In total, 73% of the positive cases were infected with HPV type 16/18; however, more than half of these cases were also positive with other high-risk types. More importantly, 19% of positive cases were not infected with HPV16/18 but with other high-risk types (Figure 2). Overall, the prevalence of cases infected with HPV 16/18 was 7% and the prevalence of cases infected with other high-risk HPV types (including those infected with HPV 16/18 in addition to other high-risk infection types) was 6% (total 58 women).
In addition to HPV 16 and 18, there were 14 other high-risk HPV types identified in this study (Table 2). HPV 58 and HPV 52 were the most common of these high-risk types found in Can Tho, accounting for 22% and 13% of the positive cases, respectively.
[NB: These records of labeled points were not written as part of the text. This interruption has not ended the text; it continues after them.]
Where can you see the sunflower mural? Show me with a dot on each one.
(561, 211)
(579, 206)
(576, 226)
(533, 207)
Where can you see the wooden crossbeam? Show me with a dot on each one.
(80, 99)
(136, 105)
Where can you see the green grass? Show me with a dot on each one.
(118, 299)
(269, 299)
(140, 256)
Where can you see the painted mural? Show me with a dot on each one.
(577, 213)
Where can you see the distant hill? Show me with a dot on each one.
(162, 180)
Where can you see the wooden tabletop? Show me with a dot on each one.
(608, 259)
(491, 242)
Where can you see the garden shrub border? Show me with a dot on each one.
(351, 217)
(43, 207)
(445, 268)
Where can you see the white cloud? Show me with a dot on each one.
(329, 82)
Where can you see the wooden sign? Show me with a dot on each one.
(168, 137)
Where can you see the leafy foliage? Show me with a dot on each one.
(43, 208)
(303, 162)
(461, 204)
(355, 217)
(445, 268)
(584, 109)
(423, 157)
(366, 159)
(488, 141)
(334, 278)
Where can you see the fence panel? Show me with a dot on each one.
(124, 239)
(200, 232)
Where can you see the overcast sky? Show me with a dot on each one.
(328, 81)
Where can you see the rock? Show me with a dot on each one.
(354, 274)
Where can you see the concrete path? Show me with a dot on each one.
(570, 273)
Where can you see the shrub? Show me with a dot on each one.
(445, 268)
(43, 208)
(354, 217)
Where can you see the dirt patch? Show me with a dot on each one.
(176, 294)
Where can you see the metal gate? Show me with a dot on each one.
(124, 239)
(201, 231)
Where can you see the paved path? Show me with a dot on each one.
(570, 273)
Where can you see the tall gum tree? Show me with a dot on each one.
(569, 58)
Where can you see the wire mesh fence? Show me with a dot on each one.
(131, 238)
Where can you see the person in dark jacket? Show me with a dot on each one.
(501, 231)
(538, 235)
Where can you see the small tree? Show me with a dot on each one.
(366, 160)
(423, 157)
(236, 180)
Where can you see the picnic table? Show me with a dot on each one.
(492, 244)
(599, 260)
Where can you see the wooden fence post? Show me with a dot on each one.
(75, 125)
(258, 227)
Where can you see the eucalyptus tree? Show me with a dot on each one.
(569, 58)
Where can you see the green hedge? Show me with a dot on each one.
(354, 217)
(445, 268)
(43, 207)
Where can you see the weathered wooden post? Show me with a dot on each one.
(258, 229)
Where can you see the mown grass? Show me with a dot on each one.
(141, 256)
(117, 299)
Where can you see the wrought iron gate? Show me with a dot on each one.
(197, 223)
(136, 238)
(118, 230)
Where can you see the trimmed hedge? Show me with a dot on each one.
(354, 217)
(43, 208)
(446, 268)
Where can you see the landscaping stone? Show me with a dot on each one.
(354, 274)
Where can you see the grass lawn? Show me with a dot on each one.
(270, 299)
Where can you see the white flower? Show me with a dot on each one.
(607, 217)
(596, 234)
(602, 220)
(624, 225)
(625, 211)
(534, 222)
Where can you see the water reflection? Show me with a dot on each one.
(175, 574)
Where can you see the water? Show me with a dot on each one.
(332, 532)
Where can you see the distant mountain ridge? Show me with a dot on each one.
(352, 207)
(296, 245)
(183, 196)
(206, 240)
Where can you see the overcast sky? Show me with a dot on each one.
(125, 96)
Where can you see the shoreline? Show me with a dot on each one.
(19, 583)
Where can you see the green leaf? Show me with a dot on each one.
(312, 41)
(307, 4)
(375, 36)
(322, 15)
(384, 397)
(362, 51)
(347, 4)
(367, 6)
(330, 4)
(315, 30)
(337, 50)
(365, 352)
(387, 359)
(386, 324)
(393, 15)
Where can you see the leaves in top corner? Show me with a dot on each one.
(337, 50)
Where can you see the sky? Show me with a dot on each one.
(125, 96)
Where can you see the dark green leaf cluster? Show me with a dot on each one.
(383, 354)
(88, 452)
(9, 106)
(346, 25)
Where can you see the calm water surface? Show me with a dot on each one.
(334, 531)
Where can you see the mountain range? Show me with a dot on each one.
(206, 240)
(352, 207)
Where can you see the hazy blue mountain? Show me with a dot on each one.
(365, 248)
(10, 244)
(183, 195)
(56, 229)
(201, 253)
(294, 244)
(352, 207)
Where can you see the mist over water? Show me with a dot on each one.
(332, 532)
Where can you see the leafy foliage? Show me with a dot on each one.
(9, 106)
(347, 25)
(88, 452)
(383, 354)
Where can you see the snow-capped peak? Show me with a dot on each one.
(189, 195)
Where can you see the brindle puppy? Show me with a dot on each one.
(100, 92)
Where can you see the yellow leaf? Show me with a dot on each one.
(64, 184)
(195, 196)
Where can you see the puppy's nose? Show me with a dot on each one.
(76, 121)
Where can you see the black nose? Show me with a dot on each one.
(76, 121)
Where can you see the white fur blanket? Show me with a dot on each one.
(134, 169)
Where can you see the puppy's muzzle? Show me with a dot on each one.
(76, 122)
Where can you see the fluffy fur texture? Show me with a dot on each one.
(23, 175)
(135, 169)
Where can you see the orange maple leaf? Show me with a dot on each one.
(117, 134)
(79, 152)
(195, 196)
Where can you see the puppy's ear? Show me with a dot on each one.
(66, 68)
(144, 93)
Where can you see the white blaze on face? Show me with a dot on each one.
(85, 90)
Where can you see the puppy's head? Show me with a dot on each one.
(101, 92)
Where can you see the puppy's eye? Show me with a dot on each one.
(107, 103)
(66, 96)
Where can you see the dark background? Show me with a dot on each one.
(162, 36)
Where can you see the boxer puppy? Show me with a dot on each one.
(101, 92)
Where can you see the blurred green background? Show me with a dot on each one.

Analysis by age group showed that (1) in all age groups, most cases were infected with high-risk HPV, which can lead to cancer; (2) the overall prevalence of HPV infection (i.e. including both low-risk/high-risk) was highest among the youngest group (i.e. less than 30-years-old); and (3) the prevalence of infection with high-risk HPV was also highest among the youngest group (Figure 3).
A broad spectrum of HPV types was reported in this study. The prevalence of cases infected with HPV 16/18 was 7% and the prevalence of cases infected with other high-risk HPV types was 6%. The most common types of HPV infection were HPV 16 and 18, similar to previous studies in Viet Nam and other countries.16–18 HPV 58 was also found to be a common type among women in Can Tho, as reported in China, Thailand and The Philippines.6 The higher prevalence reported for Can Tho is consistent with the higher rate of cervical cancer in the southern compared to the northern provinces of Viet Nam. Previous studies had reported that the higher rate of cervical cancer in southern Viet Nam could be attributed to the ground combat militarization of South Viet Nam during the period 1955–1975.19
Similar to a previous study,14 the prevalence of overall HPV infection as well as the prevalence of high-risk HPV infection was highest among the youngest group (aged less than 30-years-old). This result demonstrates the increasing trend of HPV infection among the younger generation in Viet Nam as well as the need for effective cervical cancer programmes. A recent study suggested that the best control programme for cervical cancer in Viet Nam is to offer HPV vaccine to young girls and screening to older women. An 70% vaccination and screening coverage rate would reduce the lifetime risk of cancer by 20.4% to 76.1%.20
Some health organizations in Viet Nam are considering two types of HPV vaccines licensed by the Food and Drug Administration (i.e. Cervarix made by GlaxoSmithKline and Gardasil made by Merck).12 Cervarix protects against only HPV types 16 and 18, while Gardasil also protects against HPV types 6 and 11. It is important to note that one woman may be infected with multiple types of HPV at once. While 73% of the positive cases were infected with HPV 16/18, more than half of these were also infected with other high-risk HPV types that may also lead to cervical cancer and which cannot be prevented by currently available vaccines. Although it is relevant to implement an HPV vaccine campaign in Viet Nam due to the high prevalence of infection with HPV 16/18 in Can Tho, it is also important to inform the women who receive the vaccines that they are not protected against all high-risk HPV types and that they still need cervical cancer screening.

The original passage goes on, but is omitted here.